© 2010

© 2010
The Journey ahead is about all of us.

Wednesday, July 28, 2010

What is the price of a life?

Over the past few days (it happens quite regularly actually) I listened to a couple of news stories that made me reflect upon the role of money in our lives.

The first news story on NPR--I am a longtime listener--was about a small town doctor who said that she was unable to buy whooping cough vaccine for her patients because she couldn't afford the upfront outlay of cash.  Being "allergic to debt," as she put it, she decided not to offer the immunizations.  Her office is in California, which is experiencing a nasty rash of whooping cough cases that have resulted in deaths of youngsters.

The second story had to do with a rise in the numbers of poor children in Colorado.  The story was quick to point out that the data was from 2008 and it was unknown if it had changed favorably or unfavorably since then.  The story said that on the upside, we have fewer teen pregnancies and our students fair better than some of their counterparts in other parts of the country.  Overall, the report concluded, 18 percent of American children live in poverty.  Eighteen percent.  In America.  This percentage also includes parents and caregivers, which would expand that number even more.
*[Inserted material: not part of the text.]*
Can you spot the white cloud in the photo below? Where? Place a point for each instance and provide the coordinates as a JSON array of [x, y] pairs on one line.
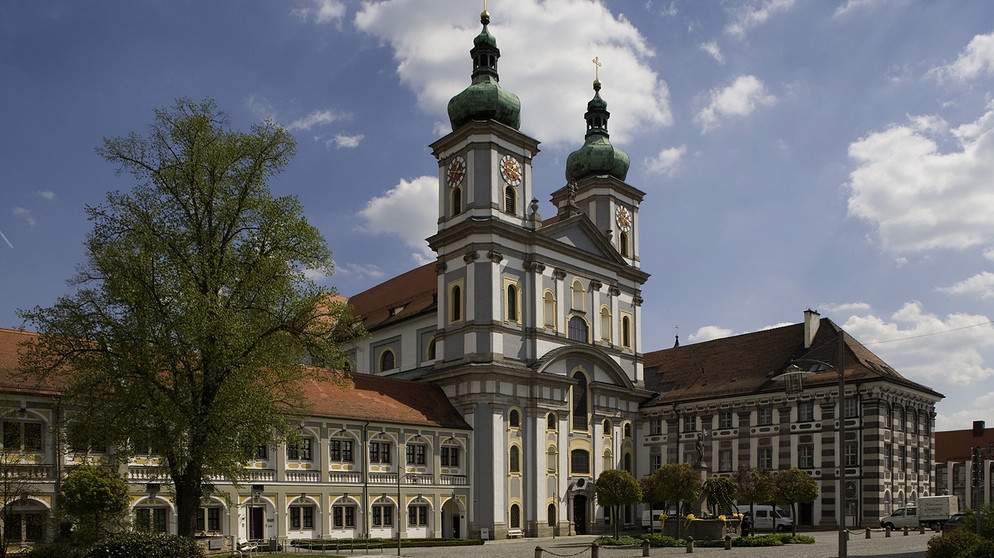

Today I would like to ask you this?  When did money become more important than people?  Is poverty unsolvable?  Will it always be with us?  I propose that poverty exists because we allow it to exist.  While I applaud soup kitchens, food pantries, Medicaid, WIC, food stamp cards, and non-profits that address poverty and the poor, these are just a band aid, a way of settling for something that the great genius of this world could solve in a heartbeat? 

Does it not trouble you that you have no real job security anywhere?  That, as our recent economic woes point out, we are all at the mercy of the market and the dollar, or Euro, or Yen, or Ruble, or whatever currency you carry?

Think about it.  What kind of world would you like to live in?  What would it take?  People first?  Cost last?